Data Quality
Functions and classes for measuring data quality.
Example of auditing a CSV file:
from brewery import ds
from brewery import dq
# Open a data stream
src = ds.CSVDataSource("data.csv")
src.initialize()
# Prepare field statistics
stats = {}
fields = src.field_names
for field in fields:
stats[field] = dq.FieldStatistics(field)
record_count = 0
# Probe values
for row in src.rows():
for i, value in enumerate(row):
stats[fields[i]].probe(value)
record_count += 1
# Finalize statistics
for stat in stats.items():
finalize(record_count)
Auditing using brewery.ds.StreamAuditor:
# ... suppose we have initialized source stream as src
# Create autitor stream target and initialize field list
auditor = ds.StreamAuditor()
auditor.fields = src.fields
auditor.initialize()
# Perform audit for each row from source:
for row in src.rows():
auditor.append(row)
# Finalize results, close files, etc.
auditor.finalize()
# Get the field statistics
stats = auditor.field_statistics
-
class brewery.dq.FieldStatistics(key=None, distinct_threshold=10)
Data quality statistics for a dataset field
Attributes : |
- field: name of a field for which statistics are being collected
- value_count: number of records in which the field exist. In relationad database table this
is equal to number of rows, in document based databse, such as MongoDB, it is number of
documents that have a key present (being null or not)
- record_count: total count of records in dataset. This should be set explicitly on
finalisation. Seet FieldStatistics.finalize(). In relational database this should be the
same as value_count.
- value_ratio: ratio of value count to record count, 1 for relational databases
- null_count: number of records where field is null
- null_value_ratio: ratio of records with nulls to total number of probed values =
null_value_ratio / value_count
- null_record_ratio: ratio of records with nulls to total number of records =
null_value_ratio / record_count
- empty_string_count: number of empty strings
- storage_types: list of all encountered storage types (CSV, MongoDB, XLS might have different
types within a field)
- unique_storage_type: if there is only one storage type, then this is set to that type
- distict_values: list of collected distinct values
- distinct_threshold: number of distict values to collect, if count of distinct values is
greather than threshold, collection is stopped and distinct_overflow will be set. Set to 0
to get all values. Default is 10.
|
-
dict()
Return dictionary representation of receiver.
-
finalize(record_count=None)
Compute final statistics.
Parameters : |
- record_count: final number of records in probed dataset.
See FieldStatistics() for more information.
|
-
probe(value)
Probe the value:
- increase found value count
- identify storage type
- probe for null and for empty string
- probe distinct values: if their count is less than distinct_threshold.

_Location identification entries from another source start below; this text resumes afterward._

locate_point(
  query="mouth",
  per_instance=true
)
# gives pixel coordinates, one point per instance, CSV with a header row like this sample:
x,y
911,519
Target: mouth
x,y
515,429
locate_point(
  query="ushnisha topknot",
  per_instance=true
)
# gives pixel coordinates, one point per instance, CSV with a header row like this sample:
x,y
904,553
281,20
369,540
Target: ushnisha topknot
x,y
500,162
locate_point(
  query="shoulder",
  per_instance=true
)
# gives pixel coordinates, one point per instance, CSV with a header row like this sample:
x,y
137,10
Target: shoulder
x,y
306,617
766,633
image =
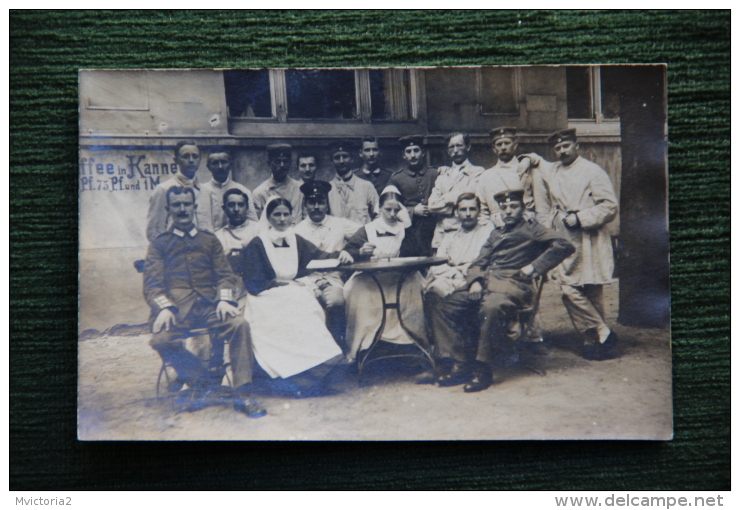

If there are more
distinct values than the distinct_threshold, then distinct_overflow flag is set and list
of distinct values will be empty
-
class brewery.dq.FieldTypeProbe(field)
Probe for guessing field data type
- Attributes:
- field: name of a field which statistics are being presented
- storage_types: found storage types
- unique_storage_type: if there is only one storage type, then this is set to that type
-
unique_storage_type
Return storage type if there is only one. This should always return a type in relational
databases, but does not have to in databases such as MongoDB.